Хэл пересек жилую комнату (пять на три метра) и прошел на кухню. Эти две комнаты плюс неупоминаемая — вот и вся их квартира. В маленькой (три на два с половиной метра) кухоньке он выдвинул из стены кладовую, набрал на ее панели нужный код и вернулся в жилую, она же спальня, она же гостиная. Там он сорвал с себя пиджак, скомкал его и зашвырнул за кресло. Он знал, что это еще один повод для скандала, но чувствовал себя настолько усталым, что у него просто не было сил дотянуться до потолка и спустить оттуда вешалку.
Из кухни раздался протяжный свисток — ужин был готов.
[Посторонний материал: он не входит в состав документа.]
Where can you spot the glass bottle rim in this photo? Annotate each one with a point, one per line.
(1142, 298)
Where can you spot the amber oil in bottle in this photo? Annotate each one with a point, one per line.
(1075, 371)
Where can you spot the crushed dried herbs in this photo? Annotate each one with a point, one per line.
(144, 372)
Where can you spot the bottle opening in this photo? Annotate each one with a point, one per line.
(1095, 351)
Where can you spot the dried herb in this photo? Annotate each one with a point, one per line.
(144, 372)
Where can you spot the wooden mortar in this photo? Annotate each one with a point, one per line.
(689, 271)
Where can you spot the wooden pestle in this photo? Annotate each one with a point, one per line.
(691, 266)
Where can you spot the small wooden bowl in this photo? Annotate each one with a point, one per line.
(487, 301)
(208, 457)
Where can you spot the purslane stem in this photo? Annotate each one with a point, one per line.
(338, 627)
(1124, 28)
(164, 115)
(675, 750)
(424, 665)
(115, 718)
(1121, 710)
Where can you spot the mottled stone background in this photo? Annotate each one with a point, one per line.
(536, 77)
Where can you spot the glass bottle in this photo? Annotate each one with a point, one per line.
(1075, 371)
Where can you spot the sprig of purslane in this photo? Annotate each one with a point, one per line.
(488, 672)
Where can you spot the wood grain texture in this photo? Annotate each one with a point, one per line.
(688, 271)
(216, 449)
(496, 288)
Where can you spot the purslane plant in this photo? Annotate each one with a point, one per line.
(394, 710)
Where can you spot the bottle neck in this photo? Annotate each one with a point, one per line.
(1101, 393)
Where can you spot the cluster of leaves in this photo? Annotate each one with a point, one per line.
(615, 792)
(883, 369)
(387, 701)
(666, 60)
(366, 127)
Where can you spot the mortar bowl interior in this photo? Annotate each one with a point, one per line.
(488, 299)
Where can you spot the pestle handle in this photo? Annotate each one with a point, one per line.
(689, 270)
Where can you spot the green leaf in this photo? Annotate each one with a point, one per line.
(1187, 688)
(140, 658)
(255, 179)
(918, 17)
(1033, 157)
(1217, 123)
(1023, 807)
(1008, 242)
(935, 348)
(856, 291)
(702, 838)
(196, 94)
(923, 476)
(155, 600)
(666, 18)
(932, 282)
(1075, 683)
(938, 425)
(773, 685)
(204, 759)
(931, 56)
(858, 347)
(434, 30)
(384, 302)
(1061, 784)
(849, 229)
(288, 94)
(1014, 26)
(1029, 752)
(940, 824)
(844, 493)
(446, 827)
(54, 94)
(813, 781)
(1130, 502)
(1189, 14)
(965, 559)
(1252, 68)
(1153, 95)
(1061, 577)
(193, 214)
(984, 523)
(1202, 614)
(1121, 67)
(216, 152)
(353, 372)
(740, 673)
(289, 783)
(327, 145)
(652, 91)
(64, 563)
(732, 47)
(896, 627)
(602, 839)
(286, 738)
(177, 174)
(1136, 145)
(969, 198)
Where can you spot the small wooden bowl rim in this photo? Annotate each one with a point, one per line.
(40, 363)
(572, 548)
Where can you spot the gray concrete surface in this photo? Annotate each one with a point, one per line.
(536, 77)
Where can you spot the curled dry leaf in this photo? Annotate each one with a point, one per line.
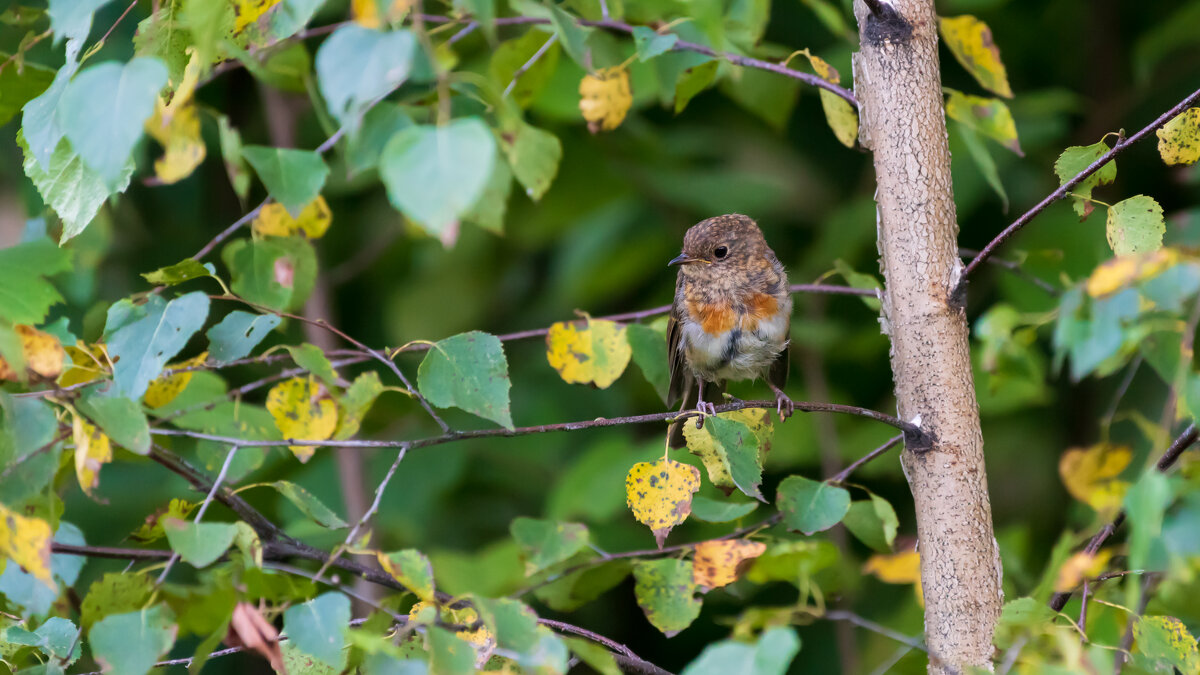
(249, 629)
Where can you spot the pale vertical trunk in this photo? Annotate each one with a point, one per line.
(898, 84)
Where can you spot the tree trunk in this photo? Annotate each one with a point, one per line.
(898, 84)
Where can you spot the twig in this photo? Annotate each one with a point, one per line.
(841, 476)
(525, 67)
(805, 406)
(1167, 461)
(1071, 184)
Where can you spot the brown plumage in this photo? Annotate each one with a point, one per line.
(731, 316)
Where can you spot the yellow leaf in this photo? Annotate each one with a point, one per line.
(660, 493)
(839, 114)
(87, 364)
(721, 561)
(901, 567)
(1179, 141)
(303, 412)
(42, 352)
(165, 389)
(1079, 567)
(588, 351)
(27, 542)
(970, 41)
(1122, 272)
(93, 451)
(274, 220)
(605, 97)
(249, 11)
(1090, 475)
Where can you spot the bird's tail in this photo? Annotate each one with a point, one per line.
(714, 393)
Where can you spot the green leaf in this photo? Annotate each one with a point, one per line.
(771, 655)
(651, 43)
(513, 622)
(713, 511)
(355, 402)
(311, 506)
(120, 418)
(468, 371)
(72, 18)
(1077, 159)
(318, 627)
(311, 358)
(547, 542)
(874, 521)
(511, 54)
(292, 177)
(570, 34)
(103, 108)
(199, 543)
(132, 643)
(412, 569)
(648, 347)
(114, 593)
(1135, 226)
(448, 653)
(693, 81)
(143, 339)
(69, 186)
(730, 452)
(357, 66)
(809, 506)
(1167, 643)
(184, 270)
(595, 656)
(435, 174)
(238, 334)
(366, 143)
(534, 155)
(25, 296)
(21, 85)
(666, 593)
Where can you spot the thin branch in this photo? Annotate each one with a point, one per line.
(670, 416)
(1165, 463)
(525, 67)
(1122, 145)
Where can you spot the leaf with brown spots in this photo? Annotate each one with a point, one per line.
(660, 493)
(721, 561)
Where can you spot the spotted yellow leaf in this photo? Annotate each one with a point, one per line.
(1122, 272)
(588, 352)
(721, 561)
(42, 352)
(27, 542)
(901, 567)
(970, 41)
(303, 412)
(840, 115)
(249, 11)
(93, 451)
(88, 363)
(1091, 476)
(165, 389)
(659, 494)
(274, 220)
(605, 97)
(1079, 567)
(1179, 141)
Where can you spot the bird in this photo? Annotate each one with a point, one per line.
(731, 317)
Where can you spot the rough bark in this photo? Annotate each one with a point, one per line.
(898, 83)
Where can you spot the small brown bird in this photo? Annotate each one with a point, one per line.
(731, 318)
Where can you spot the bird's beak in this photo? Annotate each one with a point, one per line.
(684, 258)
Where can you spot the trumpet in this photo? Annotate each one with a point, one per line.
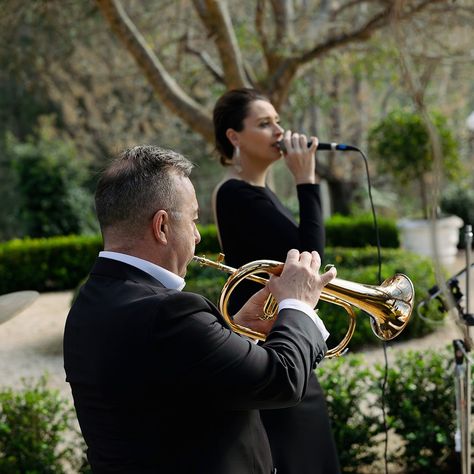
(388, 305)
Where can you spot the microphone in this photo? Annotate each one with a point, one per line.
(325, 146)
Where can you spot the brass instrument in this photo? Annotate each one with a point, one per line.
(389, 305)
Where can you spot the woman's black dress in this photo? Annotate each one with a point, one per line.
(254, 225)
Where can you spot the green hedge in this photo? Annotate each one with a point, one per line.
(419, 406)
(358, 231)
(35, 422)
(49, 264)
(60, 263)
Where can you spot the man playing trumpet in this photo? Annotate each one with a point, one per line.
(160, 382)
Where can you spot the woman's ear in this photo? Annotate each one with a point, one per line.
(160, 225)
(232, 136)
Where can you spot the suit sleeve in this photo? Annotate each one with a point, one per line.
(207, 359)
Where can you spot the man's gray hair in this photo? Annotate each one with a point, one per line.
(136, 184)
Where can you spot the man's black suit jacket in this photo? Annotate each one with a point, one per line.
(162, 385)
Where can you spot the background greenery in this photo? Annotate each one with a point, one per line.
(38, 433)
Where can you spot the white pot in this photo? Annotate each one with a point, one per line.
(418, 236)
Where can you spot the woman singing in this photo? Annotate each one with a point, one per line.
(253, 225)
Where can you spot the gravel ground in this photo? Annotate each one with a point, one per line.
(31, 342)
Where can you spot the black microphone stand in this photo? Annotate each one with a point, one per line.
(462, 371)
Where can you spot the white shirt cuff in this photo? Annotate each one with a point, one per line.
(291, 303)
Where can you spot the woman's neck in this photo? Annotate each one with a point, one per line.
(250, 174)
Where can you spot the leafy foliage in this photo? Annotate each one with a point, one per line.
(358, 231)
(347, 384)
(55, 263)
(459, 201)
(420, 399)
(33, 423)
(401, 144)
(54, 200)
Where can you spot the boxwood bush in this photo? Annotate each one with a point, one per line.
(38, 432)
(420, 409)
(33, 424)
(49, 264)
(358, 231)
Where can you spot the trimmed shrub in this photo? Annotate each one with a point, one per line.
(420, 401)
(358, 231)
(33, 423)
(347, 384)
(49, 264)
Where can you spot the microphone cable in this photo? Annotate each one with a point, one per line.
(379, 279)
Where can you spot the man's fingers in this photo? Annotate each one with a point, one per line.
(306, 258)
(315, 261)
(292, 256)
(328, 276)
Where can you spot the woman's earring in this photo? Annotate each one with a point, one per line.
(236, 160)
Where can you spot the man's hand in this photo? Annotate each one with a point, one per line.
(300, 278)
(251, 311)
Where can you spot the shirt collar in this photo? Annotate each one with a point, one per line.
(165, 277)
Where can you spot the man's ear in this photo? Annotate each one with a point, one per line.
(161, 226)
(232, 136)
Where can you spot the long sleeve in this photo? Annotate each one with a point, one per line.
(254, 225)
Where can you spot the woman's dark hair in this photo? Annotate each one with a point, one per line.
(229, 112)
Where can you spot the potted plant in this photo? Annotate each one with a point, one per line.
(401, 145)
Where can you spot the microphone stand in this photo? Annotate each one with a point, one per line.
(462, 372)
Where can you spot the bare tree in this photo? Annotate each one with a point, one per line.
(284, 54)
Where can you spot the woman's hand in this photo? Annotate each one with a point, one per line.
(299, 158)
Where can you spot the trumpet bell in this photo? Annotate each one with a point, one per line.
(388, 305)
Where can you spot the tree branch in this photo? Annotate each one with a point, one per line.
(364, 32)
(215, 17)
(166, 88)
(282, 11)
Хэл решил поесть, а потом заняться просмотром корреспонденции и пошел в неупоминаемую, чтобы вымыть руки. Губы машинально зашевелились в молитве омовения: «Да смоется с меня вся многоложность так же легко, как вода смывает грязь, если будет на то воля Сигмена!»
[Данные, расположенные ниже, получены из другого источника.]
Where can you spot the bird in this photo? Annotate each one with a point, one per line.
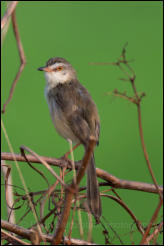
(75, 117)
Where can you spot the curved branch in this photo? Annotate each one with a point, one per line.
(111, 179)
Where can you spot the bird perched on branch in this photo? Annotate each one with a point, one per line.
(75, 117)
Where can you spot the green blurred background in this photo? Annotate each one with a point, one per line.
(85, 32)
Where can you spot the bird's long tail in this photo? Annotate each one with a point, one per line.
(93, 195)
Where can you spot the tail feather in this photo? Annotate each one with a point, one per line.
(93, 195)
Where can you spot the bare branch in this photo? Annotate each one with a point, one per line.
(22, 60)
(111, 179)
(8, 13)
(25, 233)
(144, 239)
(60, 228)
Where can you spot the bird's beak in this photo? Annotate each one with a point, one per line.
(45, 69)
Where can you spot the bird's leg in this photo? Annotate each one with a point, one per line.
(65, 156)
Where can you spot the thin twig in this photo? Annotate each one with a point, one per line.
(137, 222)
(144, 238)
(155, 233)
(60, 228)
(8, 13)
(26, 233)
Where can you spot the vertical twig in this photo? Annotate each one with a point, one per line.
(22, 60)
(60, 228)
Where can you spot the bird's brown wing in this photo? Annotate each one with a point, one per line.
(79, 109)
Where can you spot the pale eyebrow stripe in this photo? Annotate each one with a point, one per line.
(56, 65)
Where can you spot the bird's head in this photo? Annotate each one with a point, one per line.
(58, 71)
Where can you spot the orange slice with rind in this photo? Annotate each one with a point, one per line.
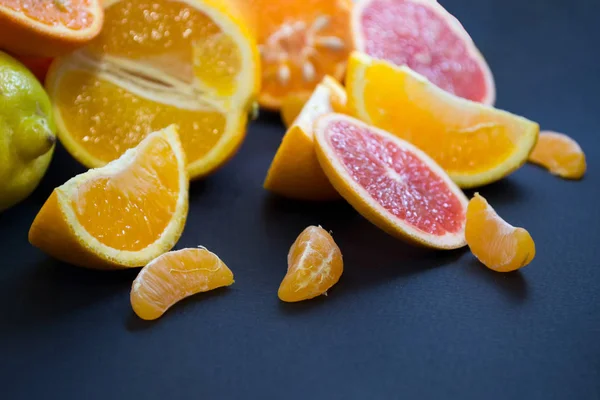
(193, 63)
(476, 144)
(121, 215)
(301, 41)
(497, 244)
(315, 264)
(49, 27)
(174, 276)
(391, 182)
(559, 154)
(295, 171)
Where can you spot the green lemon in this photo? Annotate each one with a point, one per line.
(27, 132)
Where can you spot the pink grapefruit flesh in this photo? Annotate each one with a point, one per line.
(392, 183)
(422, 35)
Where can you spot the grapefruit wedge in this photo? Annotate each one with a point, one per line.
(422, 35)
(474, 143)
(392, 183)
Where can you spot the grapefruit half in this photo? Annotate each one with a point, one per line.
(424, 36)
(392, 183)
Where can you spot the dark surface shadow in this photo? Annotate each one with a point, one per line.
(134, 323)
(512, 284)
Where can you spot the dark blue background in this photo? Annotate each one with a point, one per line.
(401, 323)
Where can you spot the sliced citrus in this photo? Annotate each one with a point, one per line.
(314, 265)
(391, 182)
(294, 103)
(121, 215)
(48, 27)
(174, 276)
(560, 154)
(424, 36)
(295, 171)
(476, 144)
(301, 41)
(192, 63)
(497, 244)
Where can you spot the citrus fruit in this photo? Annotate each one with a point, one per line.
(294, 103)
(48, 27)
(497, 244)
(300, 42)
(295, 171)
(174, 276)
(27, 132)
(314, 265)
(560, 154)
(121, 215)
(476, 144)
(424, 36)
(390, 182)
(191, 63)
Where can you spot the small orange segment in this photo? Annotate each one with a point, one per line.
(48, 27)
(121, 215)
(560, 154)
(497, 244)
(300, 42)
(174, 276)
(314, 265)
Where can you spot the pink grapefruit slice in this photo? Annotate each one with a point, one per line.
(422, 35)
(391, 183)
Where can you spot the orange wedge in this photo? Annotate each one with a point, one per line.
(476, 144)
(497, 244)
(174, 276)
(560, 154)
(121, 215)
(300, 41)
(193, 63)
(48, 27)
(314, 265)
(295, 172)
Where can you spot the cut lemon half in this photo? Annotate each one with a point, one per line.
(476, 144)
(193, 63)
(121, 215)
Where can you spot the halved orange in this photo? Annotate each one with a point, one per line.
(314, 265)
(300, 42)
(121, 215)
(497, 244)
(560, 154)
(193, 63)
(48, 27)
(476, 144)
(174, 276)
(295, 171)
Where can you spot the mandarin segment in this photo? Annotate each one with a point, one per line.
(174, 276)
(559, 154)
(121, 215)
(474, 143)
(314, 265)
(497, 244)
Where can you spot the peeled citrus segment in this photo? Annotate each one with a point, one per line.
(121, 215)
(295, 171)
(560, 154)
(192, 63)
(49, 27)
(391, 183)
(294, 103)
(300, 42)
(497, 244)
(424, 36)
(474, 143)
(314, 265)
(174, 276)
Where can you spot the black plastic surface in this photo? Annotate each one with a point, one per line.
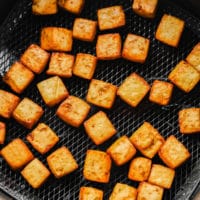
(22, 28)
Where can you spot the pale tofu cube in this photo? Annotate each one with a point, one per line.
(85, 65)
(108, 46)
(61, 65)
(111, 17)
(133, 89)
(56, 39)
(84, 29)
(52, 90)
(173, 153)
(97, 166)
(61, 162)
(99, 128)
(184, 76)
(122, 150)
(27, 113)
(35, 173)
(101, 93)
(18, 77)
(136, 48)
(170, 30)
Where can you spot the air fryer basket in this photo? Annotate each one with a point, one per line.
(22, 28)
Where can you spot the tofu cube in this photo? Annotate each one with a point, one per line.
(18, 77)
(194, 57)
(149, 191)
(84, 29)
(16, 154)
(61, 64)
(35, 173)
(108, 46)
(2, 132)
(133, 89)
(99, 128)
(147, 140)
(101, 93)
(27, 113)
(139, 169)
(97, 166)
(35, 58)
(161, 176)
(73, 111)
(123, 191)
(85, 65)
(61, 162)
(169, 30)
(122, 150)
(56, 39)
(42, 138)
(8, 102)
(90, 193)
(44, 7)
(184, 76)
(73, 6)
(173, 153)
(145, 8)
(161, 92)
(111, 17)
(189, 120)
(136, 48)
(52, 90)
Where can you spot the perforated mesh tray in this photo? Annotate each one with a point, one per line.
(22, 28)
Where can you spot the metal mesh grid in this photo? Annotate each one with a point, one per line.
(22, 29)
Сам Предтеча грозно взирал на Хэла с портрета, повешенного над раковиной: худое аскетическое лицо, обрамленное рыжей патриаршей гривой, густые соломенные брови, почти сливающиеся на переносице, крупный крючковатый нос, бледно-голубые глаза и тонкие, как лезвие ножа, губы, почти скрывающиеся в огненно-рыжей бороде.
Хэл протянул руку и нажал на кнопку в рамке: Сигмен еще с секунду грозно повзирал, а затем побледнел, выцвел и растаял — вместо портрета теперь было зеркало.
Хэлу было дозволено смотреться в него ровно столько времени, сколько необходимо для того, чтобы убедиться, что лицо вымыто чисто, и успеть причесаться. Конечно, ничто не могло помешать ему торчать у зеркала дольше, чем предписано законом, но Хэл никогда не позволял себе подобной распущенности. Какими бы там ни были его грехи, самолюбование в них не входило. По крайней мере, ему так казалось.
Однако на сей раз он все же замешкался и пристально стал вглядываться в себя. Он увидел тридцатилетнего мужчину, широкоплечего, довольно высокого роста, с рыжими (как у Предтечи!) волосами, только более темного оттенка, — их скорее можно было бы назвать бронзовыми. Лицо как лицо: высокий лоб, под бровями цвета корицы — большие темно-серые глаза. Нос прямой с тонкими ноздрями, губы в меру полные, вот только верхняя чуть великовата, да, пожалуй, подбородок тяжеловат.
Хэл снова нажал на кнопку. Зеркало потускнело, заиграло световыми бликами, и из его глубин выплыл портрет Сигмена, на одно мгновение наложившись на отражение Хэла, а затем его собственные черты растаяли, вытесненные ликом Предтечи.
Хэл вернулся на кухню и, прежде чем сесть за стол, проверил, заперта ли дверь (замки имели только двери кухни и неупоминаемой), так как не хотел, чтобы Мэри испортила ему аппетит. Он открыл дверцу разогревателя, достал оттуда теплый судок, выдвинул из стены стол и отправил разогреватель под потолок. Потом он открыл судок и приступил к еде. Поев, он выкинул использованную посуду в мусоропровод и снова зашел в неупоминаемую, чтобы помыть руки.